“Are those for me?” I asked.
She nodded.
“I think so. Unless there’s another Eleanor turning eighty-six this week who makes too-thick hot chocolate.”
I almost laughed.
Almost.
Instead, I stepped aside and let her in.
She set the sack and envelopes on my kitchen table like they were breakable.
The paper bag held a loaf of cinnamon bread, two cartons of soup from a little family diner on the south side, and a pint of vanilla ice cream with a note taped to the top.
For the birthday lady. From somebody who misses her mom.
That was the first note I read.
It was not the last.
There were eighteen envelopes.
Some had stamps.
Some had been dropped off in person.
One had a five-dollar bill tucked inside for “fresh flowers.”
One had a hand-drawn balloon from a child.
One was from a man who wrote in block letters that he had not called his older brother in seven years and did so during the commercial break.
Another was from a woman who said she sat in her car outside her mother’s apartment for ten minutes after hearing the segment because she was ashamed it took a stranger on the radio to remind her to go upstairs.
I read every one.
Then I cried so hard I had to sit down.
The young woman stood there awkwardly, twisting her station badge.

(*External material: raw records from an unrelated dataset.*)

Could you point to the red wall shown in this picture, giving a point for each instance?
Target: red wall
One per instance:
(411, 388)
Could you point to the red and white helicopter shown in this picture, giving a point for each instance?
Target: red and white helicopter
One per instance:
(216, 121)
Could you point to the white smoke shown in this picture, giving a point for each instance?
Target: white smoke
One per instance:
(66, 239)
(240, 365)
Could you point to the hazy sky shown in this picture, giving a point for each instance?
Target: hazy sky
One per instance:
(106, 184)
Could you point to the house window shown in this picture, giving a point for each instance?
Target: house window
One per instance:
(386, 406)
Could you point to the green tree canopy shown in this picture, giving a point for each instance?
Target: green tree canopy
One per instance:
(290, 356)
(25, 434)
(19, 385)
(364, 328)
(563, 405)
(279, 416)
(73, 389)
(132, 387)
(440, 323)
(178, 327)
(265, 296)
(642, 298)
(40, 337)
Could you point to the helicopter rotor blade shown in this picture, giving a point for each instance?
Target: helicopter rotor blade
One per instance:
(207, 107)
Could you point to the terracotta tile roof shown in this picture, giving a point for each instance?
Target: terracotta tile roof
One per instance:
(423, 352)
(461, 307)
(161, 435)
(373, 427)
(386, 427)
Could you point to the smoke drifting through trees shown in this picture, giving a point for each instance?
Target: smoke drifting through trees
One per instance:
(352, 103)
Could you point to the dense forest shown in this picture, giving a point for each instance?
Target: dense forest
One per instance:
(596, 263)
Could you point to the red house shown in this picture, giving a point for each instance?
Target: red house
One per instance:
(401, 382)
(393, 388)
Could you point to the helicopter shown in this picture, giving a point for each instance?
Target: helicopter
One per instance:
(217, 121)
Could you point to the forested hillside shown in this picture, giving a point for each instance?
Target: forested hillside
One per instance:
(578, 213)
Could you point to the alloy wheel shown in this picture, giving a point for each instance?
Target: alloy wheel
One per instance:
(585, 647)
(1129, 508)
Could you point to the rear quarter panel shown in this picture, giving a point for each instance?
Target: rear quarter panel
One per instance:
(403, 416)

“I can take these later if it’s too much,” she said gently.
“No,” I told her. “Leave them.”
She hesitated.
Then she said, “He wanted me to tell you he’s sorry if this upset your family.”
The sentence landed like a spoon dropped in a quiet kitchen.
“Did it?” she asked before she could stop herself.
I looked at the phones.
Both of them.
Then at the messages blinking red.
“I don’t know yet,” I said.
That was not true.
I knew exactly what it meant.
It meant my children had found time now.
Not because I was lonely.
Not because I was eighty-six.
Not because they had missed me.
Because other people knew.
That is a very different kind of remembering.
After the station girl left, I stood at the sink and watched a squirrel fight a bird over something in the yard.
The world outside was going on as usual.
Mine wasn’t.
At eleven-oh-two, I finally called my daughter back.
She answered on the first ring.
“Mom.”
Just that.
One word.
But she said it like it was packed with too many others.
“Hello, sweetheart.”
I have called her sweetheart her whole life.
Even when she was impossible at fourteen.
Even when she slammed doors at twenty-two.
Even when she forgot me at eighty-five.
There was a long silence.
Then she said, “Why didn’t you tell me he was going to talk about it on the radio?”